This article might offend some people, but please bear with me till the end and pay attention to the science mentioned in this article. As a therapist in practice for over 30 years I have had a lot of firsthand experience with this topic. Most people would not think that one all-nighter could lead to adultery, but science shows that even one night of missed sleep can have lasting effects on your life; possibly even affecting your genes.
At night your body is repairing itself, and when you don’t get enough sleep, your circadian rhythms are misaligned. As a result, your blood sugar is impaired and the presence of melatonin is altered. This is especially true for people who work late-shift jobs or travel a lot, so their normal eating and sleeping times are off. This explains the high incidence of adultery in the patients in my practice who travel frequently. They are suffering from “burnout,” blood sugar imbalances, and imbalances in their brain chemicals. I call this a Biochemical Craving for Connection (adultery) and craving for sugar and alcohol, which my patients frequent to get the “high” to minimize the low from minimal sleep.
When you’re sleep deprived, judgement and clarity is completely off. In fact, that is why Las Vegas has no clocks in the casinos. For people who gamble all night, with no sleep, the reward system becomes higher to take risks that they wouldn’t otherwise take. Lack of sleep with stress, loss, and separation can cause blood sugar issues and makes one more prone to adultery. The Harvard Business Review reports that in their study on the effects that sleep has on unethical behavior, a lack of sleep depleted self-control, which in turn led to unethical behavior. Remember, monogamy is a conscious decision to stay faithful.
Sleep deprivation gives you the munchies, and my patients turn to high carb foods or alcohol for high energy and a dopamine rush. This Biochemical Craving for Connection from the dopamine makes you feel alive and happy, until the crash comes, and then you feel a low and crave more sugar or alcohol. All of my patients who have been tested have blood sugar issues. Blood sugar issues cause fight or flight and thrill seeking to quell the low and get the high.
Lack of sleep affects the hormones and immune function. The body compensates for the stress, loss, and separation by the Biochemical Craving for Connection (adultery) to reverse the flow of low energy and feeling of malaise. Adultery acts like a pick me up when sugar no longer does the trick.

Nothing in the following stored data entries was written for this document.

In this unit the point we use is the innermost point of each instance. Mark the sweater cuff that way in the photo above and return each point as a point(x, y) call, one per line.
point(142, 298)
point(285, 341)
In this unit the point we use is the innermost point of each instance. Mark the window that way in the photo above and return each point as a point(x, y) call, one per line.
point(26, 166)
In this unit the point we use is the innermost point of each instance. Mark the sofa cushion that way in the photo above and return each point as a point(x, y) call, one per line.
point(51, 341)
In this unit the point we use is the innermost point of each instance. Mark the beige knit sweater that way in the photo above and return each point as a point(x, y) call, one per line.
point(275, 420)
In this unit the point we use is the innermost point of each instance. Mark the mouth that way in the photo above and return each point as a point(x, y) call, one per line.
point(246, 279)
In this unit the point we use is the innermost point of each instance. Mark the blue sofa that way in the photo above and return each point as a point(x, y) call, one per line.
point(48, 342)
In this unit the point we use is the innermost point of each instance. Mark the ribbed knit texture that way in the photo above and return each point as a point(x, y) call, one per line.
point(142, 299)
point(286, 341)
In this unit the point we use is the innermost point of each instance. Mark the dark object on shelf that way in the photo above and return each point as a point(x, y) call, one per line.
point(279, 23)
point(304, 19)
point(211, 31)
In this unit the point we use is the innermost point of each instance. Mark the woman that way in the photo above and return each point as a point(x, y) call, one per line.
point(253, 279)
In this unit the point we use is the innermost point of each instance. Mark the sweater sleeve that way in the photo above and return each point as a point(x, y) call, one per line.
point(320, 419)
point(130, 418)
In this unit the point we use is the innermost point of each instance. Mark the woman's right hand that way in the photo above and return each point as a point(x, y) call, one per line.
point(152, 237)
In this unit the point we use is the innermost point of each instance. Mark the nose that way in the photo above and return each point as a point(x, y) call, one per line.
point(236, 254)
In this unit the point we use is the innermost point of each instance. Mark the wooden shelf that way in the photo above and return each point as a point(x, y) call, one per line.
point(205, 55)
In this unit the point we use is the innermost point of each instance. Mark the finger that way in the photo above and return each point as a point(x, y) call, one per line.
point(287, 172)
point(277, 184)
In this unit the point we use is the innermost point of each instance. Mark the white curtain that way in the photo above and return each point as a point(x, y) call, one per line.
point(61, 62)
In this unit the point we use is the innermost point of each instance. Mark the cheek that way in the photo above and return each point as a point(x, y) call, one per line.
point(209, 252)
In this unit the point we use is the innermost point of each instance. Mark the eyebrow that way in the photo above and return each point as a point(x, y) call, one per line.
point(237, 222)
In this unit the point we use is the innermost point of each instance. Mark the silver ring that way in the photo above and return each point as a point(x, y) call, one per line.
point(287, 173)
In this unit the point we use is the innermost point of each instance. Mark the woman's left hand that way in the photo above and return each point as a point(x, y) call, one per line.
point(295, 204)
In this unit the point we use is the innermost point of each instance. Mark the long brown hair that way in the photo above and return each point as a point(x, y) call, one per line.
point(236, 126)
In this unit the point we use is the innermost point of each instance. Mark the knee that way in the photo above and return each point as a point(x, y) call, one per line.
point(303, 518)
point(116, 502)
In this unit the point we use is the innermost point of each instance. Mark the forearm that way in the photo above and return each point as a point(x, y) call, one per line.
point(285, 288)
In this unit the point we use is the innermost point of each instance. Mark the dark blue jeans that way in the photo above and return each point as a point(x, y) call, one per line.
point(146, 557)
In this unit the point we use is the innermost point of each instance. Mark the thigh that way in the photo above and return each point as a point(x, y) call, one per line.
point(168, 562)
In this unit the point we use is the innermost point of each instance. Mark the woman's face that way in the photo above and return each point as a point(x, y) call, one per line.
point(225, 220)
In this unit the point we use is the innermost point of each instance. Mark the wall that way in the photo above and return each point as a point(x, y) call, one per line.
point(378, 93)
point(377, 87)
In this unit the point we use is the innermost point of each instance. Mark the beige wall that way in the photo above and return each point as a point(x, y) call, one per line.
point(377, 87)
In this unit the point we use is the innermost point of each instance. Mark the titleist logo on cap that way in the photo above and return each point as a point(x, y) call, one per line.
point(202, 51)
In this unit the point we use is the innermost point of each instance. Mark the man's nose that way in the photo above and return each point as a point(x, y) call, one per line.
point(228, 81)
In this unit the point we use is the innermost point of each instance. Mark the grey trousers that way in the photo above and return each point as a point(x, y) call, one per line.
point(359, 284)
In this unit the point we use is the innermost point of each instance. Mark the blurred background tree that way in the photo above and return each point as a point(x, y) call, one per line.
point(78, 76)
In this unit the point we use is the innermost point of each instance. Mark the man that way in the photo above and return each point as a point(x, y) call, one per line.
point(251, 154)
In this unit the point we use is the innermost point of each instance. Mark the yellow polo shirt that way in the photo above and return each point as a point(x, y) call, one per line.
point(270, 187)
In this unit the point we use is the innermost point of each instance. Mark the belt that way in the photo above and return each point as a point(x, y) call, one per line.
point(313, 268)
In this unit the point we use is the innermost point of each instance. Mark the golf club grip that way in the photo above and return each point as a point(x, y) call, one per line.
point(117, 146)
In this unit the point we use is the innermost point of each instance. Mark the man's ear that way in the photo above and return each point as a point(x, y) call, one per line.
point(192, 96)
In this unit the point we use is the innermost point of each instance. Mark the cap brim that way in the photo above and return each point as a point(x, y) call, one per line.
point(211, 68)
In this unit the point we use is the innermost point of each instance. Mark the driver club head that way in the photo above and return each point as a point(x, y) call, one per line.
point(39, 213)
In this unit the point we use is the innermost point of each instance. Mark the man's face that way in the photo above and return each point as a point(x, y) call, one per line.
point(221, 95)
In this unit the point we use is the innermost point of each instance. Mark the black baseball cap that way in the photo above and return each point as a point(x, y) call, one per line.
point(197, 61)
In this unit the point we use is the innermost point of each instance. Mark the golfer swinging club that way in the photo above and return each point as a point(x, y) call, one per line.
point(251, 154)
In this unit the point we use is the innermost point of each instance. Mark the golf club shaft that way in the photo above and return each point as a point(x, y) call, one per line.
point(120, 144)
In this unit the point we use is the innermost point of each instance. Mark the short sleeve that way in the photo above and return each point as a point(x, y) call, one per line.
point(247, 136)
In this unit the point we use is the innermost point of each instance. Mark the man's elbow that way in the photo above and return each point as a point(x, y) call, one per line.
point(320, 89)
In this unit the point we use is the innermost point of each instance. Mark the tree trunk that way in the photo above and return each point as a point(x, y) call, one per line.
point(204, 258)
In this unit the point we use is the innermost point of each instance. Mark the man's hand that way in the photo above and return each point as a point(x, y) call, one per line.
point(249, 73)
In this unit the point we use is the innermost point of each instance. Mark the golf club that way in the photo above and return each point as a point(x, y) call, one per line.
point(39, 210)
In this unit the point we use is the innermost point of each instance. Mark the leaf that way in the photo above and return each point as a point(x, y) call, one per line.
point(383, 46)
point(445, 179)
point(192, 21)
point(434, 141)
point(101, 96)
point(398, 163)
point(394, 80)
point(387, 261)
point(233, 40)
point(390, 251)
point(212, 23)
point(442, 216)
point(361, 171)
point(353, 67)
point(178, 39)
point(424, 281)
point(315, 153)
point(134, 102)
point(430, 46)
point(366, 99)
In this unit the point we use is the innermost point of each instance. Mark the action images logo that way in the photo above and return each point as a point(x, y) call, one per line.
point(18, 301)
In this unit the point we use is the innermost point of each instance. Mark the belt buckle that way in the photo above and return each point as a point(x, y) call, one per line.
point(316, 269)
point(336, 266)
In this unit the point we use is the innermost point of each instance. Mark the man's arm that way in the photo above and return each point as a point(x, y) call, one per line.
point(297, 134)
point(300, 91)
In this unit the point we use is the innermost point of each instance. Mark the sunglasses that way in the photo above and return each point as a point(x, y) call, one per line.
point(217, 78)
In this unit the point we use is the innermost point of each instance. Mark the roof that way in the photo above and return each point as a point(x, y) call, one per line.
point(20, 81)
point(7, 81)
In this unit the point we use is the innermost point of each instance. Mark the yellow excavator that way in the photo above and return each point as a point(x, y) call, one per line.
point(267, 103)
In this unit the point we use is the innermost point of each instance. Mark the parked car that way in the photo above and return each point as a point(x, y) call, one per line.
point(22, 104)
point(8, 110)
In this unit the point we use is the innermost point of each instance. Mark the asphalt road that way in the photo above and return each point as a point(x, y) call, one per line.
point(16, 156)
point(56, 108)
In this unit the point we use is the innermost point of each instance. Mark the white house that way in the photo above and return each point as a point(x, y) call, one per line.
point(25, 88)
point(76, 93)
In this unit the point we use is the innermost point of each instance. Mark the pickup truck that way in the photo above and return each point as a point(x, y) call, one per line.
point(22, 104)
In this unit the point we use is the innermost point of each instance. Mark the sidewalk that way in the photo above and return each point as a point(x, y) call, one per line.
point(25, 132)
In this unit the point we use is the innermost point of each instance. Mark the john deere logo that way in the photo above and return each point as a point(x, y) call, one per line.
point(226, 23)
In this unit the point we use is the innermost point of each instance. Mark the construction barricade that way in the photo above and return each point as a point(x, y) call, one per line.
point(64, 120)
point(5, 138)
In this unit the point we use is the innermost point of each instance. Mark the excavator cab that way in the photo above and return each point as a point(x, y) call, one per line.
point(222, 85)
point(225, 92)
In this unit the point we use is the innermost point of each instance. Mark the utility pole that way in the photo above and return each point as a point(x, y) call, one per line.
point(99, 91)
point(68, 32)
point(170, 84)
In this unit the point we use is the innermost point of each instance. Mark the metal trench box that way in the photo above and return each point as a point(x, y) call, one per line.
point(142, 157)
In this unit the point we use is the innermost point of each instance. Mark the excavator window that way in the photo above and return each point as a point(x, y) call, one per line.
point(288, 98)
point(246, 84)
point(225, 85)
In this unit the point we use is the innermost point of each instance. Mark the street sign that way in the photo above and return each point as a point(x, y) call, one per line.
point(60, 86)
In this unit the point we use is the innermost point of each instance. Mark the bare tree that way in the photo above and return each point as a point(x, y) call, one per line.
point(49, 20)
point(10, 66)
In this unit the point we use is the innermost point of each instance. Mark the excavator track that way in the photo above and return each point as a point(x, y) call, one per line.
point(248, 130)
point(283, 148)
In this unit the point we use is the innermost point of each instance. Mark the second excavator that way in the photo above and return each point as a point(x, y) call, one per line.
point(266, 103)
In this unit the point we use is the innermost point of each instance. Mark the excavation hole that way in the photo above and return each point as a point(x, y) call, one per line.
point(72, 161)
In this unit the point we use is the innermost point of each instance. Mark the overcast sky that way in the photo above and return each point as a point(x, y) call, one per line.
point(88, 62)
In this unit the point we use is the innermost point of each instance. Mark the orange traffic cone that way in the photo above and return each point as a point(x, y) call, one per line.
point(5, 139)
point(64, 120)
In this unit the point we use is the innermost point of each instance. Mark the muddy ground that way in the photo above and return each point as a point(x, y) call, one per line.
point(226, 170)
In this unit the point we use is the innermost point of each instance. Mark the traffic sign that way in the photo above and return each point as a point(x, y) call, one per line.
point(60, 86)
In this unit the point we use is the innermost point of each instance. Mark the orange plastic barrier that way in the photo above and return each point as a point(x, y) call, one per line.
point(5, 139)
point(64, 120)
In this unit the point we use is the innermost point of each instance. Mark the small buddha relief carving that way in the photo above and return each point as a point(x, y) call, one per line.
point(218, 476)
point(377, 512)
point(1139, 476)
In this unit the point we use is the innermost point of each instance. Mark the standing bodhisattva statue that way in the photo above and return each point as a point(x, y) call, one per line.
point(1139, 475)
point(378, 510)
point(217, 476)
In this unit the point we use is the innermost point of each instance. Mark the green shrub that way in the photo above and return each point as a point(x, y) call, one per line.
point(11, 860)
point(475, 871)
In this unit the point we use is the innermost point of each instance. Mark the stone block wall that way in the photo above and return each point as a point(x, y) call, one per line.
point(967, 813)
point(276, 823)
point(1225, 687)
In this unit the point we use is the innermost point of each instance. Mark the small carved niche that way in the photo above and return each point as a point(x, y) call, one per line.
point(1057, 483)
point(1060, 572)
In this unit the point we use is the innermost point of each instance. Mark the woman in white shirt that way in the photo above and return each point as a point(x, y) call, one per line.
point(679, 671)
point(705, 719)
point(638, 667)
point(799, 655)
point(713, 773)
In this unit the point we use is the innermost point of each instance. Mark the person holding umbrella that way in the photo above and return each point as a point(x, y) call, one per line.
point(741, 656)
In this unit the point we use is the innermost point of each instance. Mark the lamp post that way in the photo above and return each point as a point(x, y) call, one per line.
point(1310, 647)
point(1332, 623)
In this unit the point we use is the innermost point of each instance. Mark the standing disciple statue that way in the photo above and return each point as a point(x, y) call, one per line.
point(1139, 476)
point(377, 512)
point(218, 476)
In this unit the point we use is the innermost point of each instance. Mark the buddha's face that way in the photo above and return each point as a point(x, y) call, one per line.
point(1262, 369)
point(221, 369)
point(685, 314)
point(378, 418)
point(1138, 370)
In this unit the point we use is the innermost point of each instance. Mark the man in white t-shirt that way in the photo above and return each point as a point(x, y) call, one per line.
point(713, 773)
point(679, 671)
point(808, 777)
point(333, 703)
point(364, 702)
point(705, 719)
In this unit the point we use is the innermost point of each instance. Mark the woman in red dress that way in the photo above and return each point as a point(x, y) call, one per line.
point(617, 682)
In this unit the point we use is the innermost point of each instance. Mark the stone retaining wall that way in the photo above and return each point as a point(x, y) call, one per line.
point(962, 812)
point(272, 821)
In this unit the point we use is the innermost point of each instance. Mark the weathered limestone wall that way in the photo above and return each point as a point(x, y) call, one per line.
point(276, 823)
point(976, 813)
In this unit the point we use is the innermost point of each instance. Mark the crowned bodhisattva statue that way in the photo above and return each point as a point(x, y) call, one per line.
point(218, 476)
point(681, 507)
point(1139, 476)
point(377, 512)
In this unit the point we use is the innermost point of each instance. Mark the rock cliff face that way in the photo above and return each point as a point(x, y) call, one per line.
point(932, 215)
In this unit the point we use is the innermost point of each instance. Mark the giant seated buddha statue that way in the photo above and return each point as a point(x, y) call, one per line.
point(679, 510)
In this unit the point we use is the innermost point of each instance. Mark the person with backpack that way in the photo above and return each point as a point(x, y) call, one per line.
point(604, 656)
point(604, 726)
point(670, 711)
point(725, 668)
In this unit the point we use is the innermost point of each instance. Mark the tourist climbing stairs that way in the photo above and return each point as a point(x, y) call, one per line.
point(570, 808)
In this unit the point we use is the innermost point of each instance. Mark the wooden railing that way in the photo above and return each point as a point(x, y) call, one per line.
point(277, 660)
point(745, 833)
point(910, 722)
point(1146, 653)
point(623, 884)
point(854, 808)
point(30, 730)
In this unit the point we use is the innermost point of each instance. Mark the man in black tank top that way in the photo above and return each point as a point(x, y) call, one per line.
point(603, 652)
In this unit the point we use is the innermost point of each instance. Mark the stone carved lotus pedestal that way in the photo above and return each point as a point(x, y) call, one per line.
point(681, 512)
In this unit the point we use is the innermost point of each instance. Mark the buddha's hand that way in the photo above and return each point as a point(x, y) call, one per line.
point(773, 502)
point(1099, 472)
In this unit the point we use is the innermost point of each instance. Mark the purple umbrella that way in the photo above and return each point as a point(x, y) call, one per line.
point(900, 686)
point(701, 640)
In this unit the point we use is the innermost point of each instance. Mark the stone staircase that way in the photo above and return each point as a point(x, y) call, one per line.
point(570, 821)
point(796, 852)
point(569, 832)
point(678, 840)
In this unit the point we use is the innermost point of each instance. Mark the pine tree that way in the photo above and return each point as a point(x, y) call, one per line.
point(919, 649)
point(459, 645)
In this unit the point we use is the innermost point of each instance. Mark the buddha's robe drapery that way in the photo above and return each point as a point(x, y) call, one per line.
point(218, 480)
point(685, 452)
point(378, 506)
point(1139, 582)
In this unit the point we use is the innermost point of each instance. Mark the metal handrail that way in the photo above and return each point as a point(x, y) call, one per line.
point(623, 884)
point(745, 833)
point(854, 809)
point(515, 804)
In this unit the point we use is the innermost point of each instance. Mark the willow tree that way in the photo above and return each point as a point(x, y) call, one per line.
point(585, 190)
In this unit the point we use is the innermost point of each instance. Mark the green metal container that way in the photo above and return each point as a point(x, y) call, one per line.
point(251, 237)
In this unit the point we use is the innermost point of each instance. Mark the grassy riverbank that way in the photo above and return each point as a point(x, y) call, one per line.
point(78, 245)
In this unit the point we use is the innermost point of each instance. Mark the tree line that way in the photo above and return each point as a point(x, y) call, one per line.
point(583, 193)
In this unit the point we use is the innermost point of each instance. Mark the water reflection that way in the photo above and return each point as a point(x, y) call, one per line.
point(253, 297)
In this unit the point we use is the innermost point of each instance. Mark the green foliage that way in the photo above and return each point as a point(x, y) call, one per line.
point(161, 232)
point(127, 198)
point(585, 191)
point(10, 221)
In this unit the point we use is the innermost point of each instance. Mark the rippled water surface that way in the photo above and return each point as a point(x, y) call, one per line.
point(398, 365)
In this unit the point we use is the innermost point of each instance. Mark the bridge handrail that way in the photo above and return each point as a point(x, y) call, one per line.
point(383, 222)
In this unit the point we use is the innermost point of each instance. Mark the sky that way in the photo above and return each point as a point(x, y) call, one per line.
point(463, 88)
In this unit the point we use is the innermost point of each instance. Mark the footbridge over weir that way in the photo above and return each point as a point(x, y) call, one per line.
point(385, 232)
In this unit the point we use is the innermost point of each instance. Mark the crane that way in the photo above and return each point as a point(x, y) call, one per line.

Ariana Huffington discusses in her book, The Sleep Revolution: Transforming Your Life, One Night at a Time, how behavior and relationships and emotion, health, and safety are affected by sleep. I see adultery in families from generation to generation. I have often felt that there is an adultery gene, so lack of sleep is a way of connecting the dots to stress, loss, and separation. Could there be a sleepless gene handed down? Could there be an adultery gene? Genes can affect your behavior and they can especially affect adultery.
Some researchers even found that men who missed out on just one night’s sleep rated women as significantly more interested in sex than usual. Exhaustion and sleep deprivation have been shown to affect decision making parts of the brain—similar to getting drunk. Advice to married or committed men: before you ask for a phone number with your wedding ring on, check how much sleep you’ve gotten.
Brain chemicals are hereditary, but they can be changed. Burnout comes from lack of sleep, stress, loss, and separation. It requires balancing brain chemicals with supplements, diet, exercise, 7.5-8 hours of sleep, and psychotherapy to see empathy return and adultery stop. I see recurrences of adultery 2 years later when my patients go off the diet, stop the supplements and psychotherapy, and start getting only 3-4 hours of sleep again. The clarity stops. Poor judgement occurs and there is a lack of empathy, which only further increases the adultery. It affects not only genes, but mood, which is a big problem in marital happiness.
Now that you know more about the importance of sleep for preventing addiction and your emotional, physical, and mental health, I want to share some tips for getting a good night’s rest:
Granted, it seems unusual to link sleepless nights to adultery. And it sure seems that the science indicates that the part of the brain that rules self-control is affected by a lack of sleep. Given some of the evidence here do you think it's possible? Does it make you say "Hmm...?" What are your thoughts?